Yes, I would say I’ve always been an artist. I remember I would grab hold of whatever paper I could find and doodle on it. It didn’t matter if it was my school binder or a scrap of paper from a flyer. I started drawing comics in junior high, just for myself. It was partially an escape for me, me always having enjoyed reading fantasy and watching sci-fi stuff. So yeah, at a young age I was trying out comic art. And before that, I was always collecting superhero comic cards (back when they still made them, anyways). I’ve always been a creative type of person, never knew what I wanted to do for a living as a kid, wasn’t even sure as a teenager. I tried to pursue “regular” jobs and schooling, but it didn’t pan out, and after having the opportunity to work from home on comics, I thought I would give it a shot. At first it was quite daunting, and intimidating the thought of putting out an issue, but now I’m really getting into it, and it just flows much better.
5) Why did you suddenly move from just drawing and making comics for fun, to actually releasing the material both online and in print?
My husband (editor’s note: that’s me again ) really encouraged me to do this, as he saw the potential in me, and I’m glad he’s been so supportive of me. Plus, after going to a lot of conventions, I’ve been inspired to finally do something with my art, and just see where it goes. It’s quite exciting really.
6) Are you a full-time artist?
Yes and no. I would say, yes in the sense that I’m always thinking about what my next page will be about, so my head gets full sometimes, but that’s how it is. And no, in the sense that I’m a full-time mom so most of my day is spent either with my boys, or running the household. There’s not much time for art, so it is usually tricky to find the time to work on it, at least right now.
7) What are you favourite comic books or graphic novels?
I’m a Dazzler fan (old school), the Bone series, Black Cat and Rourouni Kenshin, the old Avengers comics (because it’s been a while since I’ve read them), and Watchmen to name a few. I just found a new webcomic I’m enjoying called Super Siblings as well.

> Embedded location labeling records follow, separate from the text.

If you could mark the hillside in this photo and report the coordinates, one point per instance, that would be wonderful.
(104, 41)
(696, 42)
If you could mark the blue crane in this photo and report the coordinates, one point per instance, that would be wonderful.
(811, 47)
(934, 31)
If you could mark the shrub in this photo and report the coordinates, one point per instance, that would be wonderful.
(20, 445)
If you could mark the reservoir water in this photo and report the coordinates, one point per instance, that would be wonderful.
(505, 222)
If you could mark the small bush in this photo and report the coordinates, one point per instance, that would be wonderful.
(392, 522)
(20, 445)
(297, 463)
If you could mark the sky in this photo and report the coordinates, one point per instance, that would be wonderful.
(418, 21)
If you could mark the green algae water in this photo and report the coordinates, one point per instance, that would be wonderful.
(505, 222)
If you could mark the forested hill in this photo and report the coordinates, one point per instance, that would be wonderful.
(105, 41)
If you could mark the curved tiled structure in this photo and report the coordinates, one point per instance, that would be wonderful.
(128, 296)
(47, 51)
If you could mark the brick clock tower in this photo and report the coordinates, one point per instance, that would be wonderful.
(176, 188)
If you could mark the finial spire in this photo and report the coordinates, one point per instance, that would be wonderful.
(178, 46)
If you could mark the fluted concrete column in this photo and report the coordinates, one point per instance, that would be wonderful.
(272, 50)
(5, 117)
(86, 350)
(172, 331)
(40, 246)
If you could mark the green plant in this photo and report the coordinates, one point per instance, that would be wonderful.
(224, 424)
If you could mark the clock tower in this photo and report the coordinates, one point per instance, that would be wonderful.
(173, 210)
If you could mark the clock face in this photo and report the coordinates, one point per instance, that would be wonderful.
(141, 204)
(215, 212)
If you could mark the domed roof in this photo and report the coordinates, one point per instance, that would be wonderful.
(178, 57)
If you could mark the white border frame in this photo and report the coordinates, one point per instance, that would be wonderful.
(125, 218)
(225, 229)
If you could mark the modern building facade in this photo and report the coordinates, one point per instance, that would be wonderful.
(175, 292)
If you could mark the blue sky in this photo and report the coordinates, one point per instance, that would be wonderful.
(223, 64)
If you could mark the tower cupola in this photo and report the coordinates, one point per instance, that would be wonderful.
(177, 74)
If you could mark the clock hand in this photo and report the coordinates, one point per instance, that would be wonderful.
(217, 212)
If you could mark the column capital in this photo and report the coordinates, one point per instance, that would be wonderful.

8) Where can people learn more about you and Fuzz Society?
www.fuzzsociety.com or on Facebook, there’s a fan page as well.
9) If you could spend a day with any comic book character, who would it be and why?
I would love to hang out with Dazzler, sing along with her at some different gigs, and really experience the thrill of being a rock star. I’ve always enjoyed singing, so I’m kind of partial to her.
10) Any last comments?
Yes, thanks for doing the interview! You’re super, man!